The police's violent suppression of the protests have brought the protestors support from unsuspected quarters. Amnon Rubinstein, who has behaved in recent years like an Israeli Alan Dershowitz, has criticized the police for their harsh treatment of protestors. Even the rightwing Yehuda Glick, the head of the Temple Mount faction, has defended their rights to non-violent demonstration.
But for me, the important issue is the protestors actions – especially the identity of the protesters and not the police's reactions.
In today's YNET article here, two of the protestors identified at Friday's protest are Prof. Moshe Halbertal of the Hebrew University, and Avner Inbar, a doctoral student in philosophy. (Note, as a reader's request, the link is to the English report, which does not mention Halbertal. In the Hebrew version here, Halbertal is quoted as saying the following:)
I came here because I oppose settlements in the Arab neighborhoods of East Jeursalem. I think they harm the coexistence in the city and constitute an obstacle to its partition.

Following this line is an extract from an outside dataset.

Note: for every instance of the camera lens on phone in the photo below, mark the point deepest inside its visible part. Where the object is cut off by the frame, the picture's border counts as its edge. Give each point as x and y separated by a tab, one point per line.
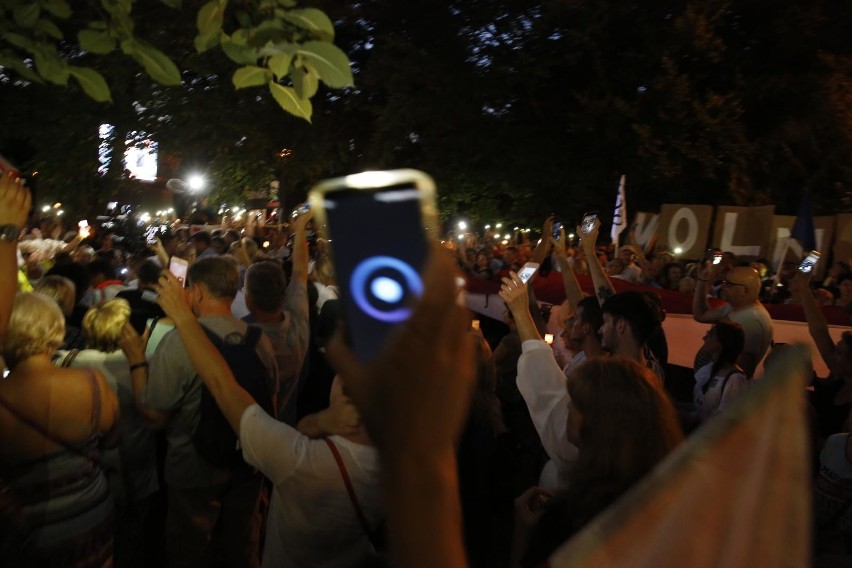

For those of my readers with short memories, Inbar was one of Halbertal's students, and an author of the letter criticizing Halbertal's article against the Goldstone report. See below or here
Perhaps I am a sentimentalist, but there is something stirring when professor and student, rav and talmid, who have widely diverging views on the Gaza Offensive, stand together to protest against such a blatant injustice as the Sheikh Jarrah evictions. True, Halbertal's own comment is more pragmatic than principled, more consequentialist than deontological, to use the philosophy jargon. Still, I would like to think that the student turned to his teacher and recited Victor Laslo's classic line to Rick at the end of Casablanca:
"Welcome back to the fight. This time I know our side will win."
Let's hope that the Zionist left, and especially its intellectuals, are coming back to the fight. Not the fight over some elusive Peace Process which always, and only serves the interest of the Israeli Occupation. But the fight against rank and blatant injustice, theft of land, deprivation of liberty and resources, abuse of power, tyranny of the weak, the whole litany of complaints of the brutal and lengthy Occupation.
For as long as the Palestinian people cannot live as free people in their land, how can any decent person support the aspiration of Jews to live as free people in their own land?
Is one people's hope and freedom inferior to the other's?